3Optionally, associate stakeholders. Associate users with technical assets, giving the users permission to perform actions determined by their roles.
4Run or schedule the catalog source job.
5Optionally, if the catalog source job generates referenced asset objects, you can assign a connection to referenced source system assets.

You can view the lineage with object references without performing connection assignment. After connection assignment, you can view the objects.

After you run the catalog source job, you view the results in Data Governance and Catalog.

About the Amazon Redshift catalog source

You can use the Amazon Redshift catalog source to extract metadata from an Amazon Redshift source system.

Amazon Redshift is a cloud-based data warehousing service that you can use to analyze and store data.

Extracted metadata

You can use the Amazon Redshift catalog source to extract metadata from an Amazon Redshift source system.

Metadata Command Center extracts the following metadata from an Amazon Redshift source system:

•Database
•Schema
•External Schema
•Table
•External Table
•View
•Materialized View

Note: Objects of the Materialized View type appear as View in Data Governance and Catalog.

•Function
•Procedure
•Column

Data profiling for Amazon Redshift objects

Configure data profiling to run profiles on the metadata extracted from an Amazon Redshift source system.

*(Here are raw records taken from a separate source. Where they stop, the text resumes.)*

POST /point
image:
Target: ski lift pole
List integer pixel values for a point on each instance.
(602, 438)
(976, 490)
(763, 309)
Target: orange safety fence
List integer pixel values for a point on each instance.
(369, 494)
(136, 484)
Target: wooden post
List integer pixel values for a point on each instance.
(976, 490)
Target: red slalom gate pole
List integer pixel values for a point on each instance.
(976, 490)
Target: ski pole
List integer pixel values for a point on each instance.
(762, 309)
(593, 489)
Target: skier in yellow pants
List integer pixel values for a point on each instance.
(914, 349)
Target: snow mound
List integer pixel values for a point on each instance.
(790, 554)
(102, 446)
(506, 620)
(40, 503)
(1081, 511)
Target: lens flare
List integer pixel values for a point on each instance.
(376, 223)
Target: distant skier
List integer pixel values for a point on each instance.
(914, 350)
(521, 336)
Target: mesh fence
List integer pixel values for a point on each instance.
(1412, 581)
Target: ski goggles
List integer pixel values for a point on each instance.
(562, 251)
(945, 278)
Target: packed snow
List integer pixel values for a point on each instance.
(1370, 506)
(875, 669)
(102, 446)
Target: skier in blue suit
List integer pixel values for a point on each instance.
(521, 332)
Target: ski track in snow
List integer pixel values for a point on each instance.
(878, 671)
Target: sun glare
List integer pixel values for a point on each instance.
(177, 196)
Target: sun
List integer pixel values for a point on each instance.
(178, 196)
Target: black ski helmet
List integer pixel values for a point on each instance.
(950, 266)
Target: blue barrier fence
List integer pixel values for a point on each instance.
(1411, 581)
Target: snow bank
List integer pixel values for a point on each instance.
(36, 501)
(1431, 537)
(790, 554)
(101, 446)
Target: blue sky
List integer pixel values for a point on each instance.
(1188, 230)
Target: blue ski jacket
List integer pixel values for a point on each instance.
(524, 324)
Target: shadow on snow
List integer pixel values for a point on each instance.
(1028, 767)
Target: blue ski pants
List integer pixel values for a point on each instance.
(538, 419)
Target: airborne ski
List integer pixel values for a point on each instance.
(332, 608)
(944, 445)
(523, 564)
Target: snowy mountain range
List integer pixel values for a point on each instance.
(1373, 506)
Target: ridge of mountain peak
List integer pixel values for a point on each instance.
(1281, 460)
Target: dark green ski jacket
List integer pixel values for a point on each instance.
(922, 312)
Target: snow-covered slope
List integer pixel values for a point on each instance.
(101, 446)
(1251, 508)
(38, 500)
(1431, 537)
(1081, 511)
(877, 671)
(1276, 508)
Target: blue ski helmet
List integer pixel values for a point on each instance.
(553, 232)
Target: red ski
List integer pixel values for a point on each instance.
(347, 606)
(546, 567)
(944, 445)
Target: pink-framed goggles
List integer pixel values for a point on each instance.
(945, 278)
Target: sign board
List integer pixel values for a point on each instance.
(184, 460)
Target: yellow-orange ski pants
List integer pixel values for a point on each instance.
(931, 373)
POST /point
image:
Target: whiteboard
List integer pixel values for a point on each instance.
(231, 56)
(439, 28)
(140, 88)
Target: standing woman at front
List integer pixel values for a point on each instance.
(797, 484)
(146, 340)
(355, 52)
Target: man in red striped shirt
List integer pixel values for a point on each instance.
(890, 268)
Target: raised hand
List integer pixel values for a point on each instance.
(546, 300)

You can run data profiles on the following objects:

•Table
•View
•Spectrum External Table

You can run profiles on Spectrum external tables that are created using the following file formats:

•PARQUET
•AVRO
•TEXT
•RC
•SEQUENCE
•ORC

Note: If the Spectrum external tables include columns with string data types, those columns are skipped and are not considered for data profiling and data quality.

The data profiling task runs profiles on the following data types:

•SMALLINT
•INTEGER
•BIGINT
•DECIMAL
•REAL
•DOUBLE PRECISION
•BOOLEAN
•CHAR
•VARCHAR
•DATE
•TIMESTAMP
•STRING
•SUPER

Compatible connectors

Before you configure an Amazon Redshift catalog source, you must connect to the Amazon Redshift source system.

Use the Amazon Redshift V2 connector to connect to the Amazon Redshift source system.

For information about configuring a connection, see Connections.